24. bis 25. Oktober 2009 (Sa.-So.)
Urania, Berlin
 
Am 1. Oktober 1959 wurde, auf dem Deutschen Physikertag in Berlin, die Vereinigung Deutscher Wissenschaftler von einer Gruppe prominenter Physiker gegründet, unter ihnen Carl Friedrich von Weizsäcker und die Nobelpreisträger Max Born, Otto Hahn, Werner Heisenberg und Max von Laue. Zwei Jahre zuvor waren diese Wissenschaftler mit der „Göttinger Erklärung“ hervorgetreten, die Ausdruck eines neuen Verantwortungsbewusstseins der Wissenschaft angesichts des Vernichtungspotentials von Atomwaffen im Kalten Krieg war.
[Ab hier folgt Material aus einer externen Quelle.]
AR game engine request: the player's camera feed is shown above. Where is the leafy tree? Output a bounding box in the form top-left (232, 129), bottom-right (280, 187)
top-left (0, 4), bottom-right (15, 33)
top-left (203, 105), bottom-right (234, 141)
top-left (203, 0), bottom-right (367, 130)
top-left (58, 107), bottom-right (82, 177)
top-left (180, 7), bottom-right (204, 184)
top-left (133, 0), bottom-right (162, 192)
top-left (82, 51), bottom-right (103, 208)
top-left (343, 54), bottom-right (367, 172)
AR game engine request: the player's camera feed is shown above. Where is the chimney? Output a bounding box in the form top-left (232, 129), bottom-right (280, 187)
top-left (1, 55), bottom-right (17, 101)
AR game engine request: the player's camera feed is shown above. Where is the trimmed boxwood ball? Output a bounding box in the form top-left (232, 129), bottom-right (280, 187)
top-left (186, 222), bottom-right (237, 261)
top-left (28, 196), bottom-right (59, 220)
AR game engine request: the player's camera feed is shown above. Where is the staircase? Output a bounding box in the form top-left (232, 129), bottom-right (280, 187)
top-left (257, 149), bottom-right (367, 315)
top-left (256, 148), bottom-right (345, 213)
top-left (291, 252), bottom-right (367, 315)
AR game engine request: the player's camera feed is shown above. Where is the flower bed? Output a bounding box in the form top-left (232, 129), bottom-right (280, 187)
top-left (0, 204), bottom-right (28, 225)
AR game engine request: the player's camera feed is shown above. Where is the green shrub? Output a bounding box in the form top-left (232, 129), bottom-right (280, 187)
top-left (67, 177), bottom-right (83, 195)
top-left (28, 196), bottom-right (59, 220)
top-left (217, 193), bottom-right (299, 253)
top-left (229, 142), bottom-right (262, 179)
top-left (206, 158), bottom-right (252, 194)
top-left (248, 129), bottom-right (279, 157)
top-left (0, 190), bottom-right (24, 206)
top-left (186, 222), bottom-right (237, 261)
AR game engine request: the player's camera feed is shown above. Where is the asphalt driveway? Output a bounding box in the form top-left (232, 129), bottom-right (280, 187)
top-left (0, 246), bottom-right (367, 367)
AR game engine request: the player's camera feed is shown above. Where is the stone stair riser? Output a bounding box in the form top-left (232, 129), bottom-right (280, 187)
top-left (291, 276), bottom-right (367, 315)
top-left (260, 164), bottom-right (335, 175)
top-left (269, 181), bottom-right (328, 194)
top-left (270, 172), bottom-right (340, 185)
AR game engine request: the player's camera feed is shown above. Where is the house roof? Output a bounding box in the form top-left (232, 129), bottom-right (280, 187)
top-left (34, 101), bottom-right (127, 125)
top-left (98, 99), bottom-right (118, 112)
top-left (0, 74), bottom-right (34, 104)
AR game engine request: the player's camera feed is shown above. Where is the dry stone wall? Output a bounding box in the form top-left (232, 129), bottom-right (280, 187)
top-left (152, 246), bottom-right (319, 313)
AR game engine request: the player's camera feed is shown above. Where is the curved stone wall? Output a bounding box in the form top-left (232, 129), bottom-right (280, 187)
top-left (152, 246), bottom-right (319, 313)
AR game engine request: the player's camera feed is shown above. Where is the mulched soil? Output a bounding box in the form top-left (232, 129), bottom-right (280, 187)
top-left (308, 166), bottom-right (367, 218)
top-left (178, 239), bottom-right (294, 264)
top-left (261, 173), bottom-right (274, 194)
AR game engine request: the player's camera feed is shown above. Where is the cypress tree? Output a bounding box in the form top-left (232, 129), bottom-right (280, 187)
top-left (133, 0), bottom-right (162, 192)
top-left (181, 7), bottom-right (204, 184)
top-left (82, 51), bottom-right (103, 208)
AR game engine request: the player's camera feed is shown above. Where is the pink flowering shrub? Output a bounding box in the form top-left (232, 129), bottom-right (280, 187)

Aus Anlass der 50. Wiederkehr der VDW-Gründung laden VDW und DPG zu einer gemeinsamen Tagung am 24. und 25. Oktober 2009 nach Berlin, die aus heutiger Sicht das Gründungsanliegen der VDW aufgreift und nach der Verantwortung von Wissenschaft und Forschung in einer globalisierten Welt fragt. Im Fokus stehen neben dem Problem der Nuklearwaffen, das die 18 Atomphysiker 1959 antrieb, Fragen nach Energieversorgung und Klima- und Umweltschutz, nach der historischen Dimension wissenschaftlicher Verantwortung, nach der Verantwortung der Wissenschaft für Bildung und Ausbildung und nach dem Wechselspiel von Technologieentwicklung und Globalisierung. Forschung und Technologie sind niemals neutral, die Verantwortung für ihre Folgen ist – heute nicht anders als 1959 – eine Herausforderung für die Wissenschaften wie für die gesamte Gesellschaft.